As he began to leave conversion therapy behind, Kent read gay narratives like The Velvet Rage: Overcoming the Pain of Growing Up Gay in a Straight Man’s World, by the psychologist Alan Downs. To his surprise, these authors’ work reflected some of the same elements of orientation-change literature: “shame and feeling alone and disconnected from your peers.” But the secular psychologists arranged these elements in a different order, he said: “You are born gay. That results in a feeling of shame because of the way society has been discriminatory against gay people, and that shame further pushes you to isolation.” He added, “This is what makes the...conversion therapy narrative so compelling: It takes seriously those experiences that we’re ashamed of. But it doesn’t necessarily mean that you will be able to change your sexuality—or that that is a healthy thing to try to do.”
Walking Together
Many of the people I spoke with had to rebuild the most basic aspects of their faith after they left orientation-change behind. Some turned to Protestant churches where they found more emphasis on grace. Some, like J. Frank Pate, rediscovered a connection to the Cross instead of being ashamed of the sacrifices and difficulties associated with their sexuality. Others turned to Eastern Christianity for its emphasis on God’s work of resurrection in the soul. Each has had to find new communities and new models for relationship. And they have discovered that the experiences that once caused only shame are sources of wisdom, which they hope to share with the broader church.
The experiences that once caused only shame are sources of wisdom.

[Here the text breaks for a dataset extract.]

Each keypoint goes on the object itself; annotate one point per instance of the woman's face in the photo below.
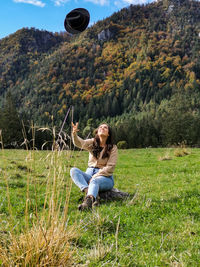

John (a pseudonym) is the music director for a Catholic church. He went to a Journey Into Manhood weekend shortly after graduating from a Catholic college, on his parents’ urging, and then did weekly therapy. Like many of my interviewees, he remembers the J.I.M. community warmly but feels that both J.I.M. and his Christian therapist pressured him to focus on his sexual orientation instead of addressing his real concerns. John felt an unspoken belief within J.I.M. that “success” meant marriage to a woman—an ideal he found “damaging.” As for conversion therapy, he said it left him feeling “broken,” and “eventually I came to the conclusion that it was trying to fix something that couldn’t be fixed.”
When John first found gay Catholics sharing their faith (for example, in the writings of the lawyer and blogger Chris Damian), he said, “I wept.” He slowly began to explore a positive vision of his sexuality within Catholic teaching. He found other gay Catholics and formed a small community of support. Eventually he also found a partner. John was clear that he was committed to a Catholic sexual ethic: “We almost broke up because I said, ‘I’m never gonna be able to give you what you want.’ And he said, ‘I don’t care about that. I want to be with you.’” When we spoke, John’s partner was preparing to be received into the church; he is now a Catholic.
John described a journey out of darkness, isolated hookups and porn and shame, into light. He is learning to view being gay as a gift. “I may not fully understand it,” he said of his current life and his partner, “but we both have found a lot of healing and beautiful joy that we’ve never found before, taking this walk together.”
Additional reporting by Kerry Weber.
Correction: Due to an editing error, the source of a sign hung outside the St. John Paul II Center for the New Evangelization in the archdiocese of Denver was incorrect. The sign was not hung by the archdiocese but by a group protesting the conference.